At the outset, Vitiello is clear about the limitations and problems of the contemporary sources, Procopius and Cassiodorus, as well as those written far from Italy and long after the events in question. Beginning in the first chapter with what was reported about the Gothic court of Ravenna, he continues by dissecting the way Amalasuintha is presented in the sources, focusing specifically on interpreting the gendered aspects and institutional character of the (predominantly positive) biographical material to be found in the texts of near contemporaries. Speculating both about the descriptions of Amalasuintha as masculine and motherly and the route by which she gained royal power, Vitiello reaches satisfying conclusions: both evolved over a long period of time and in response to the shifting responsibilities of her position rather than in an institutional framework.

Other targets of Vitiello’s interest are just as varied, and are raised in more or less chronological order. In the second chapter, he opens with a description of the Ostrogothic court and an assessment of Amalasuintha’s education, which emphasizes the Ostrogoths’ access to Roman traditions and probable use of Roman rhetoricians and teachers (which complements some of the work of his previous book on Amalasuintha’s co-ruler and successor Theodahad).1 Yet this is set against a detailed analysis of the court in Ravenna in the years before Theoderic’s death, in which the complexities of Amal family dynamics and history are laid out.

The third chapter, ostensibly an examination of Amalasuintha’s regency over her son Athalaric, creates the opportunity to investigate her relationships with Justinian, the Vandals, and the Roman Senate and Church, (the tacit support of the latter causing rifts within the Gothic elite). Here, for example, the careful reconstruction of the events leading up to Justinian’s commendatio, formalizing Amalasuintha’s selection of the emperor as either guardian or protector of the kingdom, reveal the interplay between Gothic maneuvers and the uncertainty raised by succession, both imperial and royal, during the 530s.

Amalasuintha’s short co-rule with Theodahad following the death of Athalaric, and the palace intrigue that rapidly brought about her own end, form the chronological basis of the fourth chapter. As in the third chapter, Vitiello excels in carefully weaving together the delicate efforts at diplomacy and legitimation from fragments within the surviving sources (efforts that were complicated by Justinian’s renewed military ventures). Given her new role as co-regent with Theodahad, the changes in the use of gendered language around her power are examined, but these were only short-term changes. The politics of the new court put her at a distinct disadvantage; according to Vitiello, her favoritism of “Romans” and their institutions made her the target of the “Gothic” elite, and Theodahad’s own ambition led to her imprisonment. Exact details about her murder remain uncertain, but it resulted from the outcry of Goths alienated during her regency.
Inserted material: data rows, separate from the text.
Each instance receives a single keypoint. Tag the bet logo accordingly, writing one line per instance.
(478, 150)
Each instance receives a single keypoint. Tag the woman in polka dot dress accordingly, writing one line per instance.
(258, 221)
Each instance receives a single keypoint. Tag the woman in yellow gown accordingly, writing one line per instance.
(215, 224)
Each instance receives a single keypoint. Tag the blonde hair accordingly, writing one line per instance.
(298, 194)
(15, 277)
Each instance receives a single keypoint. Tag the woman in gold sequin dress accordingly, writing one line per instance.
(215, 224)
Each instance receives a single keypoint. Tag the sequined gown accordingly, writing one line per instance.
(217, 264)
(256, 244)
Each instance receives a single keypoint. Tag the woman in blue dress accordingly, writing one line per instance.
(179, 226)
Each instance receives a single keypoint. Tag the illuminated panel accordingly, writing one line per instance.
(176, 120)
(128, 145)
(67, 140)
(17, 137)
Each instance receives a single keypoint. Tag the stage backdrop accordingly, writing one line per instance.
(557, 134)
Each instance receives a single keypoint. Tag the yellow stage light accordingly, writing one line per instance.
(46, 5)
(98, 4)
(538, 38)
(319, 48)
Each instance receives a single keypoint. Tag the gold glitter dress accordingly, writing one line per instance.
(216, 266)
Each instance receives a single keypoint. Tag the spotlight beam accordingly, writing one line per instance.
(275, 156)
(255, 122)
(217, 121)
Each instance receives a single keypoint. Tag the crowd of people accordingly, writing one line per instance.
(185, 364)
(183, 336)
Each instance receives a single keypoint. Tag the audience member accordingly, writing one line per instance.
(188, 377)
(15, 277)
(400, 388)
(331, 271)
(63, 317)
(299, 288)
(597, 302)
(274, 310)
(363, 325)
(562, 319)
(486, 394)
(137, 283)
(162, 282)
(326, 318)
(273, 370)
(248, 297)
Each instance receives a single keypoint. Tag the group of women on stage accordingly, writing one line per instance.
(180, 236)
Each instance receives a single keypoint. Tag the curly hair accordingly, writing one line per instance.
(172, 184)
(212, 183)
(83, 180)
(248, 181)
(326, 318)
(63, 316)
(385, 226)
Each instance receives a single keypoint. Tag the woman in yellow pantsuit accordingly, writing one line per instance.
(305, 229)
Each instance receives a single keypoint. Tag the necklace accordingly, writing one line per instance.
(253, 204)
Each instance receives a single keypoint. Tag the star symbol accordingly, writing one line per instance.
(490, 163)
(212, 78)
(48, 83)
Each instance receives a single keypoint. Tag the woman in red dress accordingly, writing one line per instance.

The fifth chapter is perhaps the book’s most expansive. For Vitiello, Amalasuintha represented the nexus of imperial Roman traditions (in which she was cast as an Augusta) with those of the post-Roman world (the latter term a deliberate choice). Here, to looks to place Amalasuintha’s career within both traditions, comparing her legacy to those of fifth- and sixth-century Roman augustae and their contemporaries in the “post-Roman” west (especially the Franks), and more broadly seeking to understand the political roles females played in royal and imperial courts. The argument here is that Amalasuintha can best be understood as following imperial Roman traditions and precedents. In support, Vitiello presents a range of evidence, including iconographic representations in consular diptychs and the texts of Cassiodorus and Procopius, although he hedges by suggesting that her reign marked an intermediary position between Roman and post-Roman, perhaps exemplifying the Ostrogothic situation as a whole. The work ends with an epilogue in the same vein, sketching parallels and differences between Amalasuintha and her “successors,” the queens of Lombard Italy.

Although it is not strictly a biography, there should be no mistake that the Ostrogoths, their royal court, and especially the Amal family, are at the center of Vitiello’s book. Across the volume as a whole, there are some real highlights: an excellent analysis of the court’s many diplomatic efforts, and a deep and critical use of Procopius and Cassiodorus. Yet some hazards remain, when hypothetical late-antique grudges skimmed from the sources are given over as facts, and sometimes we are left to ponder the origins of judgments such as a description of Theodahad, “corrupt, dishonest, greedy man that he was” (p. 126).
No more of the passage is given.